Мэтр Каплюш по привычке беспрекословно повиновался приказу.
— Благодарю, монсеньер, — сказал он. Затем, спустившись с крыльца, громко добавил: — Герцог — благородный принц, но он не возгордился, он любит свой бедный народ.
— Л’Иль-Адан, — сказал герцог, протягивая руку в направлении, в каком удалялся мэтр Каплюш, — следуйте за этим человеком: или я лишусь руки, или он головы.
В тот же день сеньоры де Коэн, де Рюп и мессир Голтье Райар с пушками и орудиями для осады вышли из города Парижа. Они без всяких усилий увели с собой десять тысяч человек — самых смелых из взбунтовавшегося простонародья. Ворота Парижа закрылись за ними, и вечером через все улицы протянули цепи, словно перегораживали реки.
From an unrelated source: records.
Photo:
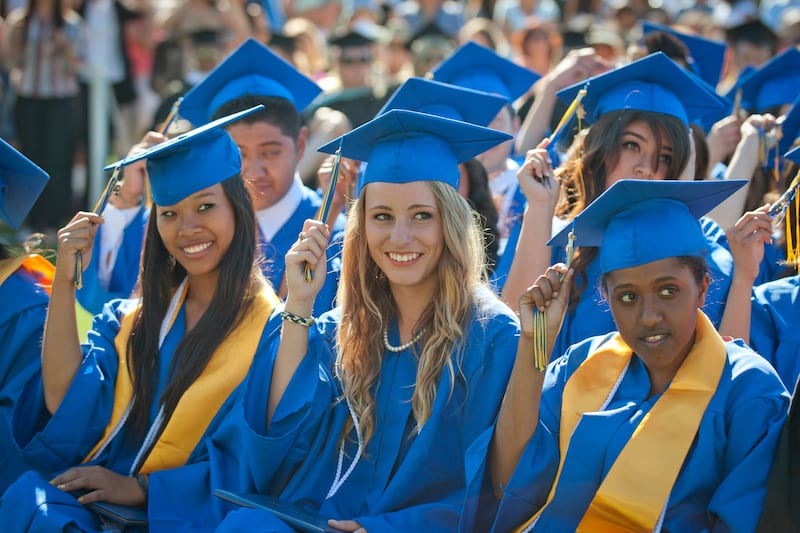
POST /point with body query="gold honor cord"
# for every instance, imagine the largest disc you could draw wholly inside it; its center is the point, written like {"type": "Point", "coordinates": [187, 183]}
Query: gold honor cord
{"type": "Point", "coordinates": [540, 355]}
{"type": "Point", "coordinates": [112, 187]}
{"type": "Point", "coordinates": [778, 212]}
{"type": "Point", "coordinates": [325, 206]}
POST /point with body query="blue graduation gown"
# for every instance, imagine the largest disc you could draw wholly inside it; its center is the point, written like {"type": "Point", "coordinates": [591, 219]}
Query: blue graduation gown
{"type": "Point", "coordinates": [403, 481]}
{"type": "Point", "coordinates": [774, 326]}
{"type": "Point", "coordinates": [721, 485]}
{"type": "Point", "coordinates": [274, 251]}
{"type": "Point", "coordinates": [91, 296]}
{"type": "Point", "coordinates": [51, 444]}
{"type": "Point", "coordinates": [22, 317]}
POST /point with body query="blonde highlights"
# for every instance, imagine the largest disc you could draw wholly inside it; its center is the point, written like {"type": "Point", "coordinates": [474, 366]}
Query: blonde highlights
{"type": "Point", "coordinates": [367, 308]}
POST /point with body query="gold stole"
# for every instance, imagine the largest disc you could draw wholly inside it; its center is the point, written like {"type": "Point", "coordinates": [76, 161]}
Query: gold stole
{"type": "Point", "coordinates": [635, 491]}
{"type": "Point", "coordinates": [200, 402]}
{"type": "Point", "coordinates": [38, 265]}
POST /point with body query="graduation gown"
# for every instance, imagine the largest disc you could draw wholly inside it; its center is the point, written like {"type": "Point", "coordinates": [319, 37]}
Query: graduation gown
{"type": "Point", "coordinates": [774, 331]}
{"type": "Point", "coordinates": [274, 250]}
{"type": "Point", "coordinates": [24, 295]}
{"type": "Point", "coordinates": [52, 444]}
{"type": "Point", "coordinates": [91, 296]}
{"type": "Point", "coordinates": [404, 480]}
{"type": "Point", "coordinates": [720, 486]}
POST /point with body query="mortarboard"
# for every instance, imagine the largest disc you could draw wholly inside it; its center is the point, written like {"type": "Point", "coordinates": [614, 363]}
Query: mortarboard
{"type": "Point", "coordinates": [402, 146]}
{"type": "Point", "coordinates": [479, 68]}
{"type": "Point", "coordinates": [707, 56]}
{"type": "Point", "coordinates": [252, 69]}
{"type": "Point", "coordinates": [653, 83]}
{"type": "Point", "coordinates": [192, 161]}
{"type": "Point", "coordinates": [752, 31]}
{"type": "Point", "coordinates": [775, 83]}
{"type": "Point", "coordinates": [635, 222]}
{"type": "Point", "coordinates": [445, 100]}
{"type": "Point", "coordinates": [21, 183]}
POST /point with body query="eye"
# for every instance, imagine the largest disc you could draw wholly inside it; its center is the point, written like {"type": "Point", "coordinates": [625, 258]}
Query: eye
{"type": "Point", "coordinates": [668, 291]}
{"type": "Point", "coordinates": [627, 297]}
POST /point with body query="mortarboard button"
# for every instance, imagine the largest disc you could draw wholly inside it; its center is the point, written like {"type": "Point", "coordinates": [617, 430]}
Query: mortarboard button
{"type": "Point", "coordinates": [21, 183]}
{"type": "Point", "coordinates": [445, 100]}
{"type": "Point", "coordinates": [191, 161]}
{"type": "Point", "coordinates": [653, 83]}
{"type": "Point", "coordinates": [635, 222]}
{"type": "Point", "coordinates": [252, 69]}
{"type": "Point", "coordinates": [402, 146]}
{"type": "Point", "coordinates": [479, 68]}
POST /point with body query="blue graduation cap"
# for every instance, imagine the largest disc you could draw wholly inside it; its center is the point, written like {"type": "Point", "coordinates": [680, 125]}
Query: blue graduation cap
{"type": "Point", "coordinates": [707, 56]}
{"type": "Point", "coordinates": [191, 162]}
{"type": "Point", "coordinates": [445, 100]}
{"type": "Point", "coordinates": [21, 183]}
{"type": "Point", "coordinates": [252, 69]}
{"type": "Point", "coordinates": [479, 68]}
{"type": "Point", "coordinates": [402, 146]}
{"type": "Point", "coordinates": [640, 221]}
{"type": "Point", "coordinates": [653, 83]}
{"type": "Point", "coordinates": [775, 83]}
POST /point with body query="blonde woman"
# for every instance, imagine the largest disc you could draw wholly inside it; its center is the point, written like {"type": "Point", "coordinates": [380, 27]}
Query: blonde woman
{"type": "Point", "coordinates": [416, 356]}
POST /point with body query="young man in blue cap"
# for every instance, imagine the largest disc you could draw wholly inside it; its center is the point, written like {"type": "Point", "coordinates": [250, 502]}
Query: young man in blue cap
{"type": "Point", "coordinates": [662, 425]}
{"type": "Point", "coordinates": [272, 142]}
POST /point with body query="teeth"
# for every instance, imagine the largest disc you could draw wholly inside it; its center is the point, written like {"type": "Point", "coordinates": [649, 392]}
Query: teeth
{"type": "Point", "coordinates": [197, 248]}
{"type": "Point", "coordinates": [402, 258]}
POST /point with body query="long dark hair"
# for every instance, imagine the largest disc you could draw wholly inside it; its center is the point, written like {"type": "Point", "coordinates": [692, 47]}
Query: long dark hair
{"type": "Point", "coordinates": [595, 153]}
{"type": "Point", "coordinates": [237, 287]}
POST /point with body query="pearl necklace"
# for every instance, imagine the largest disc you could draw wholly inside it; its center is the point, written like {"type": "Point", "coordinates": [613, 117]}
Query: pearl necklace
{"type": "Point", "coordinates": [402, 347]}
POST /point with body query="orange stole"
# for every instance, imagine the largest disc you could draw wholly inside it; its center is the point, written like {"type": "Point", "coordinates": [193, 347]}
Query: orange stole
{"type": "Point", "coordinates": [226, 369]}
{"type": "Point", "coordinates": [39, 267]}
{"type": "Point", "coordinates": [627, 500]}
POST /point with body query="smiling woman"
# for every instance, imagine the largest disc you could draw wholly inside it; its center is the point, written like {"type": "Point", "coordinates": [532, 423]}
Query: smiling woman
{"type": "Point", "coordinates": [160, 372]}
{"type": "Point", "coordinates": [661, 425]}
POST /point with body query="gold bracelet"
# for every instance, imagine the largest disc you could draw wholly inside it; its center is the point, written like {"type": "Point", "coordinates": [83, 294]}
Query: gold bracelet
{"type": "Point", "coordinates": [297, 319]}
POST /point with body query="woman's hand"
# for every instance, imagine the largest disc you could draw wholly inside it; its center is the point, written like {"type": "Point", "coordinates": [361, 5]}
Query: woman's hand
{"type": "Point", "coordinates": [537, 181]}
{"type": "Point", "coordinates": [746, 240]}
{"type": "Point", "coordinates": [347, 525]}
{"type": "Point", "coordinates": [308, 250]}
{"type": "Point", "coordinates": [103, 485]}
{"type": "Point", "coordinates": [550, 293]}
{"type": "Point", "coordinates": [77, 236]}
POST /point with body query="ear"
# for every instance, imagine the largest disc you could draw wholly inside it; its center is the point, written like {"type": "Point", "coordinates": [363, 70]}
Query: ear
{"type": "Point", "coordinates": [701, 299]}
{"type": "Point", "coordinates": [300, 145]}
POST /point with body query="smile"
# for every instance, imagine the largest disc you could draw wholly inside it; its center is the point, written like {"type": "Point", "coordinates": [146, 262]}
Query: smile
{"type": "Point", "coordinates": [403, 258]}
{"type": "Point", "coordinates": [197, 248]}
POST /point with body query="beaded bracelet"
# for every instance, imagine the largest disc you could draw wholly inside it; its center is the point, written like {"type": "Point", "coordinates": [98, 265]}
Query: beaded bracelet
{"type": "Point", "coordinates": [297, 319]}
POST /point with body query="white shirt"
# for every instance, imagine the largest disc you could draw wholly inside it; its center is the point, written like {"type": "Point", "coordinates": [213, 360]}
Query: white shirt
{"type": "Point", "coordinates": [271, 219]}
{"type": "Point", "coordinates": [116, 220]}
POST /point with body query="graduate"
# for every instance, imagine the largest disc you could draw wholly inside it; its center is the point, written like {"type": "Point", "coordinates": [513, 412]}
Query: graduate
{"type": "Point", "coordinates": [272, 142]}
{"type": "Point", "coordinates": [159, 372]}
{"type": "Point", "coordinates": [639, 116]}
{"type": "Point", "coordinates": [660, 425]}
{"type": "Point", "coordinates": [25, 281]}
{"type": "Point", "coordinates": [418, 350]}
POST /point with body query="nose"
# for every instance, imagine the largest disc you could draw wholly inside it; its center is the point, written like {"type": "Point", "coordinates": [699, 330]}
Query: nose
{"type": "Point", "coordinates": [644, 168]}
{"type": "Point", "coordinates": [651, 312]}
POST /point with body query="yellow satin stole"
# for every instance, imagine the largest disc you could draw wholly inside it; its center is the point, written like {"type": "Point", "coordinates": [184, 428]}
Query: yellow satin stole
{"type": "Point", "coordinates": [635, 491]}
{"type": "Point", "coordinates": [199, 404]}
{"type": "Point", "coordinates": [40, 267]}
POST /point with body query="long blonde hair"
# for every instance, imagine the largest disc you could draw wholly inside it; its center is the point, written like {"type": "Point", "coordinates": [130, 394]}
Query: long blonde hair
{"type": "Point", "coordinates": [367, 307]}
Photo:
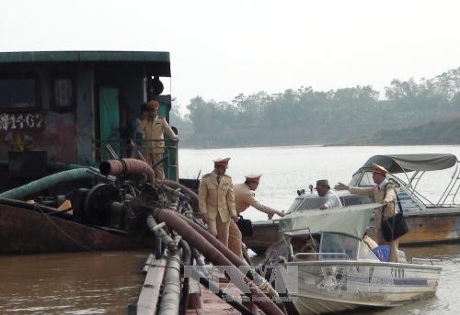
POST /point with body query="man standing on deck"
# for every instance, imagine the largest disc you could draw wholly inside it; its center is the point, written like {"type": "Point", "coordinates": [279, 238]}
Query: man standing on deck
{"type": "Point", "coordinates": [383, 192]}
{"type": "Point", "coordinates": [245, 197]}
{"type": "Point", "coordinates": [217, 200]}
{"type": "Point", "coordinates": [324, 190]}
{"type": "Point", "coordinates": [153, 127]}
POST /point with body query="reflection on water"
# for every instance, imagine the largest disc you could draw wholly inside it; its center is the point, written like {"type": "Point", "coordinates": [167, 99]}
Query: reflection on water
{"type": "Point", "coordinates": [81, 283]}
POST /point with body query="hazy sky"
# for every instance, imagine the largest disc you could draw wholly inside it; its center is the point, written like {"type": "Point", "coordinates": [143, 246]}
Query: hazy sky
{"type": "Point", "coordinates": [222, 48]}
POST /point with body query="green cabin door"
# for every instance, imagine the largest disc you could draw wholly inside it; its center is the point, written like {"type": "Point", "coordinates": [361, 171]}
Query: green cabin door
{"type": "Point", "coordinates": [109, 121]}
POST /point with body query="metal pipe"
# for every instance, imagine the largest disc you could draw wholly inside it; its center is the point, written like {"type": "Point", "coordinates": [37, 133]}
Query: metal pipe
{"type": "Point", "coordinates": [237, 261]}
{"type": "Point", "coordinates": [47, 182]}
{"type": "Point", "coordinates": [177, 222]}
{"type": "Point", "coordinates": [187, 260]}
{"type": "Point", "coordinates": [170, 299]}
{"type": "Point", "coordinates": [126, 167]}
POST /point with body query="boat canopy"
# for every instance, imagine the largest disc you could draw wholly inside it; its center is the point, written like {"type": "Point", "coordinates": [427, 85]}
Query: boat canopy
{"type": "Point", "coordinates": [401, 163]}
{"type": "Point", "coordinates": [352, 220]}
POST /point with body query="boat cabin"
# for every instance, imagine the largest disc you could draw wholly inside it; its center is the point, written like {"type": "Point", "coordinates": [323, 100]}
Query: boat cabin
{"type": "Point", "coordinates": [60, 109]}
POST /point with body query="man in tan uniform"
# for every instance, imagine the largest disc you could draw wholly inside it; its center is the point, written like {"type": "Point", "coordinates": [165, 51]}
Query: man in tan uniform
{"type": "Point", "coordinates": [383, 192]}
{"type": "Point", "coordinates": [217, 201]}
{"type": "Point", "coordinates": [153, 127]}
{"type": "Point", "coordinates": [245, 197]}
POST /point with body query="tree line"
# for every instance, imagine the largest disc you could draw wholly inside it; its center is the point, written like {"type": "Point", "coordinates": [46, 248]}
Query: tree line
{"type": "Point", "coordinates": [355, 115]}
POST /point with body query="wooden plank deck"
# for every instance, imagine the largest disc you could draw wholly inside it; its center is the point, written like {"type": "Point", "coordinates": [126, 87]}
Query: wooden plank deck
{"type": "Point", "coordinates": [207, 302]}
Представители корпораций вместе со стрелками несли ночной дозор, и впервые за последние два месяца ночь прошла спокойно: никто не призывал ни убивать, ни жечь.
А Каплюш тем временем направился к Шатле, мечтая о расправе, которую он учинит завтра, и о чести, которую ему, как всегда, окажет двор, если будет присутствовать при казни; от такого поручения, оттого, что руку ему пожала столь высокая особа, гордость распирала его. Каплюш надулся от важности, видно было, что он доволен собой, он шел, рассекая в различных направлениях правой рукой воздух, словно репетируя сцену, в коей завтра ему предстоит сыграть столь значительную роль.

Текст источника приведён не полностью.